Legislation was enacted in April requiring credit institutions operating in Cyprus to pay a levy of 0.095% on their customer deposits from 2011 onwards. For the first two years, seven-twelfths of the amounts raised by the levy will be used to reduce the government deficit and the remaining five-twelfths will be used to fund a financial stability fund. From 1 January 2013, the entire amount raised by the levy will be credited to the financial stability fund.
The amount payable in any year will be calculated on the basis of customer deposits as at 31 December of the preceding year. No levy will be imposed on inter-bank deposits. The levy will be payable by:
- Cyprus banks in respect of their banking activities in Cyprus (overseas branches and subsidiaries will not be subject to the levy);
- the Cyprus operations of foreign (EU and third-country) banks and credit institutions; and
- co-operative credit institutions.
The levy will be limited to 20% of the taxable profit for the year in which it is paid. It will not be deductible for the purpose of calculating taxable profits but it will reduce the amount of profits subject to deemed dividend distribution.

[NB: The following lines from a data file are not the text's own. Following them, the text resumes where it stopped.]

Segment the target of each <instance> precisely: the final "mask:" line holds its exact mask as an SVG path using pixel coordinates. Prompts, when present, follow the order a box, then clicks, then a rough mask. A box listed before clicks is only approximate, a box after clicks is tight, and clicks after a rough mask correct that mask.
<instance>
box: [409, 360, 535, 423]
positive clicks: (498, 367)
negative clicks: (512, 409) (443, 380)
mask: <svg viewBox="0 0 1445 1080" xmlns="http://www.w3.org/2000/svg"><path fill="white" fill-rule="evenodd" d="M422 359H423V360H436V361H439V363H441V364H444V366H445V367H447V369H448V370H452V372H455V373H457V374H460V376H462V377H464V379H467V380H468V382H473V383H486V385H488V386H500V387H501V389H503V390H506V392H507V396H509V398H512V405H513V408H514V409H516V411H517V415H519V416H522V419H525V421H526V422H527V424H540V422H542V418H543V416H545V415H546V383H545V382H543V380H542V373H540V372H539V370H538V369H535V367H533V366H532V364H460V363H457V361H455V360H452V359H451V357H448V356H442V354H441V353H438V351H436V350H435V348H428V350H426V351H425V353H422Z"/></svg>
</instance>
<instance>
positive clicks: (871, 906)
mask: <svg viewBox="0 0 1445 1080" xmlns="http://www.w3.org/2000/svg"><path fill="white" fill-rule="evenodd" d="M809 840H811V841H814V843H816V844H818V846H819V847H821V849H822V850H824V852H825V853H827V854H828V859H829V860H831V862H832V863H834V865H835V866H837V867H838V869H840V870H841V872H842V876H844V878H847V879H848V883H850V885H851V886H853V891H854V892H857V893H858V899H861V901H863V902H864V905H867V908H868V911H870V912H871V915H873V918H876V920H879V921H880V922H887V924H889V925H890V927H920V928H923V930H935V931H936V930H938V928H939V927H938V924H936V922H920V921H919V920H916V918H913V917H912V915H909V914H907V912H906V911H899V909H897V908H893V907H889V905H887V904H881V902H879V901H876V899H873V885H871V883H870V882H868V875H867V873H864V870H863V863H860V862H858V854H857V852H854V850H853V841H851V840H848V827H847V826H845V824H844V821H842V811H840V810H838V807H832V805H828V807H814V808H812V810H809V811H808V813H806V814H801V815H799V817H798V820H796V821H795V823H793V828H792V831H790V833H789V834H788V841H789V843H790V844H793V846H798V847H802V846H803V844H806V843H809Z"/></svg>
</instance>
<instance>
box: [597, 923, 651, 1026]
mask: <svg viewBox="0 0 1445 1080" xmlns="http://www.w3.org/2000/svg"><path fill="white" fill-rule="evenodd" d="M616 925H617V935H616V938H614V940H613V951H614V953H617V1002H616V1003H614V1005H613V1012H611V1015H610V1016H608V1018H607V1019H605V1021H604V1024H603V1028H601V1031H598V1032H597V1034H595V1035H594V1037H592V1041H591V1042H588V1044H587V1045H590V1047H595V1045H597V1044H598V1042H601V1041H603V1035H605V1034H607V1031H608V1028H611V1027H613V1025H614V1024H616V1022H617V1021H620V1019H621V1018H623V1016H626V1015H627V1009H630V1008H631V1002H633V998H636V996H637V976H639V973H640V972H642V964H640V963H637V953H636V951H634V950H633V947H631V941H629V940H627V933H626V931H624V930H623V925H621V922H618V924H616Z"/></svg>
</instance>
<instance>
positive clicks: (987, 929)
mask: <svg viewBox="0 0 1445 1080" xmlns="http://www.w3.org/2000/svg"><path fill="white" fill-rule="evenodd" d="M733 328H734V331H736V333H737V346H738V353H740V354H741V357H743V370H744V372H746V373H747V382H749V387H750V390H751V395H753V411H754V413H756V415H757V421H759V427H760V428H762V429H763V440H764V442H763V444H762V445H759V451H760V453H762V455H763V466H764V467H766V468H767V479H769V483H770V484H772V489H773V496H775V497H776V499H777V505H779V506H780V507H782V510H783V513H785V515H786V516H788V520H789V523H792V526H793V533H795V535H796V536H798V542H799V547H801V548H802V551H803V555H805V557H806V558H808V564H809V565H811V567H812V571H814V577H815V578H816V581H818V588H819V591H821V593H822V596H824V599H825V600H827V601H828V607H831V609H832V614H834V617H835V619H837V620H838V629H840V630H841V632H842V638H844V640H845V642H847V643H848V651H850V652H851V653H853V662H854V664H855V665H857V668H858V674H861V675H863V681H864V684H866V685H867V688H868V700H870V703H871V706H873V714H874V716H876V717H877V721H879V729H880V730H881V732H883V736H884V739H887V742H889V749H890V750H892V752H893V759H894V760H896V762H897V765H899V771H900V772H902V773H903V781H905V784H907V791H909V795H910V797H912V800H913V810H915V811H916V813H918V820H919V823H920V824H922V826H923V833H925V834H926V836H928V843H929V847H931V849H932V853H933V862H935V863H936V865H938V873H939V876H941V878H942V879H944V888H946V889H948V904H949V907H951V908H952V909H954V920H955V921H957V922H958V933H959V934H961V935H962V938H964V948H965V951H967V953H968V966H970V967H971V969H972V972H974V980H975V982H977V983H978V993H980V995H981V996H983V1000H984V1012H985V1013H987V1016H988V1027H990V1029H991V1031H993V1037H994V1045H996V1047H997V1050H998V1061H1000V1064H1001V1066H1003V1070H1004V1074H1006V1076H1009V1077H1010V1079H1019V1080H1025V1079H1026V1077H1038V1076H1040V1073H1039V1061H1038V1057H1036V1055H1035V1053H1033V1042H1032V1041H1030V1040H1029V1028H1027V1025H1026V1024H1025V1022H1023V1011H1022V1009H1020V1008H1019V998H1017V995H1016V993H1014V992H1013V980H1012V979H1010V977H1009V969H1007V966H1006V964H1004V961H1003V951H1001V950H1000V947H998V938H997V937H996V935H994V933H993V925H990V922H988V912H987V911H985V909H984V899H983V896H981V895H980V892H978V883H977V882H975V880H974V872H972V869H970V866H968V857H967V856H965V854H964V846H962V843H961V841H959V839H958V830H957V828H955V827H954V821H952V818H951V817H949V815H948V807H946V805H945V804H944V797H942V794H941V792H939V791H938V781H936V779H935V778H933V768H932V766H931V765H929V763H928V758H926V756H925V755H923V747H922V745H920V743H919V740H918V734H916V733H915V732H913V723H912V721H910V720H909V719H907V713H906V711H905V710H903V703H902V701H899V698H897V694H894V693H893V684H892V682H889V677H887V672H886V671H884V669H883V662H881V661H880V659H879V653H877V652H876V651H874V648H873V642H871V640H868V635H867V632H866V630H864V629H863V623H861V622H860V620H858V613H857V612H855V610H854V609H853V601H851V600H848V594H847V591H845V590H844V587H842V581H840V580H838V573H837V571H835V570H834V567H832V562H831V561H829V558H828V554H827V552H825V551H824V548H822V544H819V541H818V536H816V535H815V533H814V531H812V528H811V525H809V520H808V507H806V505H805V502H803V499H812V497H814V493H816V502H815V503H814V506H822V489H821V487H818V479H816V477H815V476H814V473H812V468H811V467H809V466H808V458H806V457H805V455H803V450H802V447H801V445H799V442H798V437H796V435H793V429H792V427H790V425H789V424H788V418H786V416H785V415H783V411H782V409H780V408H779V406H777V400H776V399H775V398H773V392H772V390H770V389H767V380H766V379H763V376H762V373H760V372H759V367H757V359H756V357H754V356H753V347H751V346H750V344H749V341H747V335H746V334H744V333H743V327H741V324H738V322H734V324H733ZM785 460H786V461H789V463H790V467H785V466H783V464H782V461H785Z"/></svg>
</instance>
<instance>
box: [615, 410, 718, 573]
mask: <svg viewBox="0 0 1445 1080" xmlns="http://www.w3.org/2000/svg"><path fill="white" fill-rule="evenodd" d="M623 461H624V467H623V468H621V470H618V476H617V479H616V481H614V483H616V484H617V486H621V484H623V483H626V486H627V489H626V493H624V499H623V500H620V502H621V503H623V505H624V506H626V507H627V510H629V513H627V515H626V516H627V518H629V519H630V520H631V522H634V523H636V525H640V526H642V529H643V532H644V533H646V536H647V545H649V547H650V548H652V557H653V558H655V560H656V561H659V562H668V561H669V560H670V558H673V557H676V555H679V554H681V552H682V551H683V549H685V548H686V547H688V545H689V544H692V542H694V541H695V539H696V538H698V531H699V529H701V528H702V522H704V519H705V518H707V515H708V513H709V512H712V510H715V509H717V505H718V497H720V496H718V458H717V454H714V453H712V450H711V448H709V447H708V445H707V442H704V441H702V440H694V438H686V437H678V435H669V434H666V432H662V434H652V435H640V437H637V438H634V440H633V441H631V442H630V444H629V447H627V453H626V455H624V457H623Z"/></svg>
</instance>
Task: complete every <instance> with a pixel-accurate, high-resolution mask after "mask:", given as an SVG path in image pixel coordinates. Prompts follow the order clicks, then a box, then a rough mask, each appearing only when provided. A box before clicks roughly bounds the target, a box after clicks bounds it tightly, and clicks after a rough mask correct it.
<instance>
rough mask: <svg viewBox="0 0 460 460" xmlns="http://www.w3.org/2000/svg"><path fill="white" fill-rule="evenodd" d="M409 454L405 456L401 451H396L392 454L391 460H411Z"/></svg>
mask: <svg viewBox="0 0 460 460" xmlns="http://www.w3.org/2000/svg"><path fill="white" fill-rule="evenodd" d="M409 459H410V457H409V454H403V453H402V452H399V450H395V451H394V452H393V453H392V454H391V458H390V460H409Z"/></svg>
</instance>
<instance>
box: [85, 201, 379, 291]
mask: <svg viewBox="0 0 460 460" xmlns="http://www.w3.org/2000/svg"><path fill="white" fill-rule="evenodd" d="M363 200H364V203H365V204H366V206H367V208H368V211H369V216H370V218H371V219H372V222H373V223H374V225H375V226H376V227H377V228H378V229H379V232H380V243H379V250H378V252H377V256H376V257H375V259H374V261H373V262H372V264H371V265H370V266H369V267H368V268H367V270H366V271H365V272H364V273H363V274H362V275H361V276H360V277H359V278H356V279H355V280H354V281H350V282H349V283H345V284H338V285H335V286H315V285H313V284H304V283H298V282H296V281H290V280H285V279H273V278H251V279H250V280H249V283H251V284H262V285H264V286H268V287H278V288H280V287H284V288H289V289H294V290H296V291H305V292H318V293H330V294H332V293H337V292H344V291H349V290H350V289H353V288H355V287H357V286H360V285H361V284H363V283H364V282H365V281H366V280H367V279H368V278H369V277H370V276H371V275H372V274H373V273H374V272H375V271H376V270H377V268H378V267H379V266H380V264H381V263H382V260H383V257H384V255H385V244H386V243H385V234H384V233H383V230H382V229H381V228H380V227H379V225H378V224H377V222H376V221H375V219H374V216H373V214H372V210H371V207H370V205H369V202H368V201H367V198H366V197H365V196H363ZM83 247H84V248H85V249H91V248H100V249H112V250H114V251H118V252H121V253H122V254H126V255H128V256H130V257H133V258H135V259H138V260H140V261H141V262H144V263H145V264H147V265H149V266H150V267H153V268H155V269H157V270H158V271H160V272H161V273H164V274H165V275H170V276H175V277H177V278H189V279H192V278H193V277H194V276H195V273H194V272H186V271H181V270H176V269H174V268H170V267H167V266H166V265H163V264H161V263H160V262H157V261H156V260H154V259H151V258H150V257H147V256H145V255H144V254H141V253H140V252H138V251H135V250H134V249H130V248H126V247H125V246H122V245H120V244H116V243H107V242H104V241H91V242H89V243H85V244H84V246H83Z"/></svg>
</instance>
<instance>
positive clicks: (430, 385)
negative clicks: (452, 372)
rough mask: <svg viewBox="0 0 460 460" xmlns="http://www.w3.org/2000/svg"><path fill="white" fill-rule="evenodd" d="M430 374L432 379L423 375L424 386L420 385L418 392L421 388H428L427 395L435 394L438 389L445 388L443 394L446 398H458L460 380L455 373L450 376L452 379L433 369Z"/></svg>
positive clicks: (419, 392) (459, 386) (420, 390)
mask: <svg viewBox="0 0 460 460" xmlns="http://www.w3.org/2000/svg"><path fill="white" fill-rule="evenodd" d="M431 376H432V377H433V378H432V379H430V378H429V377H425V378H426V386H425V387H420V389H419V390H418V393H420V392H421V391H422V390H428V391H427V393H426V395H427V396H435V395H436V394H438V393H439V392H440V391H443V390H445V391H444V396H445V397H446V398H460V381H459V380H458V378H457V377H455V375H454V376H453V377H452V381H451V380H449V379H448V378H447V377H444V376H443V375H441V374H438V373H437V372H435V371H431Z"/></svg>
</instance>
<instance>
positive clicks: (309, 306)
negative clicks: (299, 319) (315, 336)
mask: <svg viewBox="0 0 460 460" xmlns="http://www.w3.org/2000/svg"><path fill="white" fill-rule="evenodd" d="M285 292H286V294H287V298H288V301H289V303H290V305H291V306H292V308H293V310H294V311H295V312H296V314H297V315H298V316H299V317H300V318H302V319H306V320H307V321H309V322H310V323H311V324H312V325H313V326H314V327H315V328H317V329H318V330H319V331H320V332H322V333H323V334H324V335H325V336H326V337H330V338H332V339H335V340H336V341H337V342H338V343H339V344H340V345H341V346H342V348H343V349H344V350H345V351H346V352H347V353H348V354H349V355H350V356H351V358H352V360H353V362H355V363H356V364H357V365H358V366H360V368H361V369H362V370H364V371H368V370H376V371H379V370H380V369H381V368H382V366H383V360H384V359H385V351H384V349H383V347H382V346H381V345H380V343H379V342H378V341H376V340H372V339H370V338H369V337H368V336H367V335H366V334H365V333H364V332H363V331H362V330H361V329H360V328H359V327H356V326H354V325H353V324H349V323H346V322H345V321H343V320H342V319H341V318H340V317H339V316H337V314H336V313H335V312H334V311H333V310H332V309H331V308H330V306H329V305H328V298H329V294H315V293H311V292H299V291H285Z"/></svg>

The declaration of taxable deposits on the preceding 31 December must be made by 31 March each year, and the levy will be collected in four equal instalments at the end of each quarter, starting 31 March. The declaration of taxable deposits may be revised up to 31 December. For 2011, the declaration must be submitted and the first instalment paid by 31 May 2011.
The Commissioner of Income Taxes has the power to raise assessments for the levy and to collect it from banks.
The tax authorities are required to issue final income tax assessments within six months from the date the corporate income tax return is submitted and any overpayment above the 20% limit must be refunded within a month after the issue of the final income tax assessment.
At this stage the regulations for the establishment and operation of the Financial Stability Fund have not been finalised. They must be issued within six months from the date the law comes into force, failing which any levy collected must be returned to the credit institutions concerned.
The cost of the levy is intended to fall on banks, not their customers, and the law introducing the levy includes provision for a fine of up to €100,000 to be imposed on credit institutions which are found to have passed the cost onto their customers.
The content of this article is intended to provide a general guide to the subject matter. Specialist advice should be sought about your specific circumstances.